The university sets the youth at work, makes him a unit, specific, independent; it develops angles and sharpens points. Between these two stands the college, broadening knowledge, maturing powers, giving depth and richness to thought and expression. Surely this culture is needed. The immediately practical is not the highest idea of education, nor is the development and outworking of a specialty the only good result of study. To specialize is well, but not at the sacrifice of breadth and culture.

Our grandmothers in their knitting knew when to begin to narrow, and they did it, not too soon or too fast.

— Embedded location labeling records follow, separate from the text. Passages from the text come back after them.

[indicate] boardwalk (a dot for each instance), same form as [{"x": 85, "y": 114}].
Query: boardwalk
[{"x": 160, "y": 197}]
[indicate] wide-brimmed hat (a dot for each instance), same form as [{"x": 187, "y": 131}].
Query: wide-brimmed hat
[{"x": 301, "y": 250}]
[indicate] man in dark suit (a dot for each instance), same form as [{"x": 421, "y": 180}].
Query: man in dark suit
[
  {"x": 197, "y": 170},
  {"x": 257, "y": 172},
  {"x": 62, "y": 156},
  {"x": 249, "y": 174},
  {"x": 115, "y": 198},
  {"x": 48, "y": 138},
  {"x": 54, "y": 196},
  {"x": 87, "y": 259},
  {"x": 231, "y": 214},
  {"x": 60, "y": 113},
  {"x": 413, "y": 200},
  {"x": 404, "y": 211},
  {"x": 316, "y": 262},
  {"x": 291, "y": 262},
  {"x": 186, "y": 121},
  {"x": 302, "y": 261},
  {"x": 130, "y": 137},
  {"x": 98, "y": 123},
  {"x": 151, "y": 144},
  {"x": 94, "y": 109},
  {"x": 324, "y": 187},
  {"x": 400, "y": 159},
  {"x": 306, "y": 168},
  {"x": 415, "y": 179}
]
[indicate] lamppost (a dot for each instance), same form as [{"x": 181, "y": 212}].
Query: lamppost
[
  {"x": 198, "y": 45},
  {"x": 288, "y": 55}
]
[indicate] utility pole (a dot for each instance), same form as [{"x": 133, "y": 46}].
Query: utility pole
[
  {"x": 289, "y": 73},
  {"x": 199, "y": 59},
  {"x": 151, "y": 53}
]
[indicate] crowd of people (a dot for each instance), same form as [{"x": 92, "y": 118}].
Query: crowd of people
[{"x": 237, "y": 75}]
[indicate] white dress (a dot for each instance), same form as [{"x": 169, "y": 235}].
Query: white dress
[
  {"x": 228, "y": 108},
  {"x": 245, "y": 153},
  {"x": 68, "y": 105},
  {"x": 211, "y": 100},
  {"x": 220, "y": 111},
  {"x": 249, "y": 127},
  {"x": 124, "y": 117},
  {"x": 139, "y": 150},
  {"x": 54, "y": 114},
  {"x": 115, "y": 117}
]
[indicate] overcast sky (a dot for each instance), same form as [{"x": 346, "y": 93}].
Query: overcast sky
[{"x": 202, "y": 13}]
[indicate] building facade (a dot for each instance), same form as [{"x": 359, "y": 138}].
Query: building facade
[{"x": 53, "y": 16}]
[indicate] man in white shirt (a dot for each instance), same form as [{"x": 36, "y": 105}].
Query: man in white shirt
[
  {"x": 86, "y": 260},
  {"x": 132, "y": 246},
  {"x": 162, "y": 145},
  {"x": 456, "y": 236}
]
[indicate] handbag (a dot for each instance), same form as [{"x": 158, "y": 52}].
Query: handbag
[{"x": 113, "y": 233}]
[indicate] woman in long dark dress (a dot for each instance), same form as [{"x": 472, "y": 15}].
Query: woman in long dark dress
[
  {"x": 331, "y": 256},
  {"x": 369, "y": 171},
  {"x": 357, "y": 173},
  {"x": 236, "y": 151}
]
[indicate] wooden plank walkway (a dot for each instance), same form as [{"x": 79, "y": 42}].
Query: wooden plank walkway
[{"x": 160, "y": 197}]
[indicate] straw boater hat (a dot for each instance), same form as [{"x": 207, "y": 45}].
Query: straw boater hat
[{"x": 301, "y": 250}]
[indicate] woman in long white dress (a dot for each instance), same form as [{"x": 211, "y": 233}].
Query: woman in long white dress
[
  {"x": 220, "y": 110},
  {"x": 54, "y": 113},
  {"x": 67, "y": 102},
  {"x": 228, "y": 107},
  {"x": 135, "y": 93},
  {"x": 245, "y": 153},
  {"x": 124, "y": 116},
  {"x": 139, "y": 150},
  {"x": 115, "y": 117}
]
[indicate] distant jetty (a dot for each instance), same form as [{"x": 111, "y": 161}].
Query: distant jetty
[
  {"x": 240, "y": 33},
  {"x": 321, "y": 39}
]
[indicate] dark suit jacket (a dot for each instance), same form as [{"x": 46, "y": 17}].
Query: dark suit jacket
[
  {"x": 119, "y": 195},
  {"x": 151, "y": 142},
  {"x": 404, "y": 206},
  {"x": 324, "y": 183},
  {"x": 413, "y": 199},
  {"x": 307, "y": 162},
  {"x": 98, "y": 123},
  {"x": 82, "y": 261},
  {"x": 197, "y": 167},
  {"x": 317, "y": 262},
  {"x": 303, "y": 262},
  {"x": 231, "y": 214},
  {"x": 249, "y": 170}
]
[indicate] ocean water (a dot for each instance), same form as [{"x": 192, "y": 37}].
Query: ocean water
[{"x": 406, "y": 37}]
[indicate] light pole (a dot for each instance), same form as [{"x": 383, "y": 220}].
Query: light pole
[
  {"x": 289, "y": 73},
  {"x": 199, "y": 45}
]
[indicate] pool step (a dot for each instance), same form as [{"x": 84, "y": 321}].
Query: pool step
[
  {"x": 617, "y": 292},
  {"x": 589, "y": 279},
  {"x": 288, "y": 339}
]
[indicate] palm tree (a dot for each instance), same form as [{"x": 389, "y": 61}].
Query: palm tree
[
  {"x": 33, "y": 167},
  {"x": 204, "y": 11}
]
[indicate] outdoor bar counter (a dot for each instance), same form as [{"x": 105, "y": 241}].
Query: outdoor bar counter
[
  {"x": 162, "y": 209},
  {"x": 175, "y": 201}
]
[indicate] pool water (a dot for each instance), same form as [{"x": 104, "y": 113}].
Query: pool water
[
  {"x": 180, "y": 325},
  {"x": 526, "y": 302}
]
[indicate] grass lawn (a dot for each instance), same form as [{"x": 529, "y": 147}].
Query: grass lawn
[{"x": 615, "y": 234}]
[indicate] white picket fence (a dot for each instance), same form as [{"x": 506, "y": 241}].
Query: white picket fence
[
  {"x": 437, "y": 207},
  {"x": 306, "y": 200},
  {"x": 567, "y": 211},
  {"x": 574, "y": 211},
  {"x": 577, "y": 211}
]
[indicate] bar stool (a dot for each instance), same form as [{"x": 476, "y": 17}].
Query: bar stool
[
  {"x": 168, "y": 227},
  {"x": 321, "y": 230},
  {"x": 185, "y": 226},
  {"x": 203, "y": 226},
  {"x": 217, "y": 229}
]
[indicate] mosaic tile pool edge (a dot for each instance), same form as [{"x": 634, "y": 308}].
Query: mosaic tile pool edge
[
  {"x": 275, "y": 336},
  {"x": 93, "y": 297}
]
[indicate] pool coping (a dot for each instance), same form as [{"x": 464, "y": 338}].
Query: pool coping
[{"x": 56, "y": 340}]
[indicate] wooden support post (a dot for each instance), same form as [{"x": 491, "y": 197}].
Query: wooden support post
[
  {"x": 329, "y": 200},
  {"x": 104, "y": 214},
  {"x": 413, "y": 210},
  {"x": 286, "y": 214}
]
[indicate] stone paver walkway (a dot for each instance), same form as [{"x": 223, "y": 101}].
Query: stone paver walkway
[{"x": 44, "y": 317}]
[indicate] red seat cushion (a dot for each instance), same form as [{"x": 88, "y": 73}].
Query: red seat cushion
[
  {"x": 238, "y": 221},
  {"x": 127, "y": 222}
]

I do not believe that American youth can afford to put aside the college stage in their education. I do not crave for my own college that it be a university; I feel that it is better that we perfect, so far as we may, the work peculiar to the American college. I do not believe that the different phases of work in our system of education can be well combined. Primary classes in the academy are rarely as well trained as in the organized primary schools. Preparatory departments have been generally recognized as a burden upon colleges. It is my conviction that collegiate departments in universities are likely to be overslaughed in the sweep of the higher, wider work about them. I hail gladly the coming of American universities; I urge often upon gradutes the need and value of university work. But I cannot grant that the college has not a logical place in our educational system. The American college, "justified of her children," has, to my mind, in character and work, ample claim for continued existence.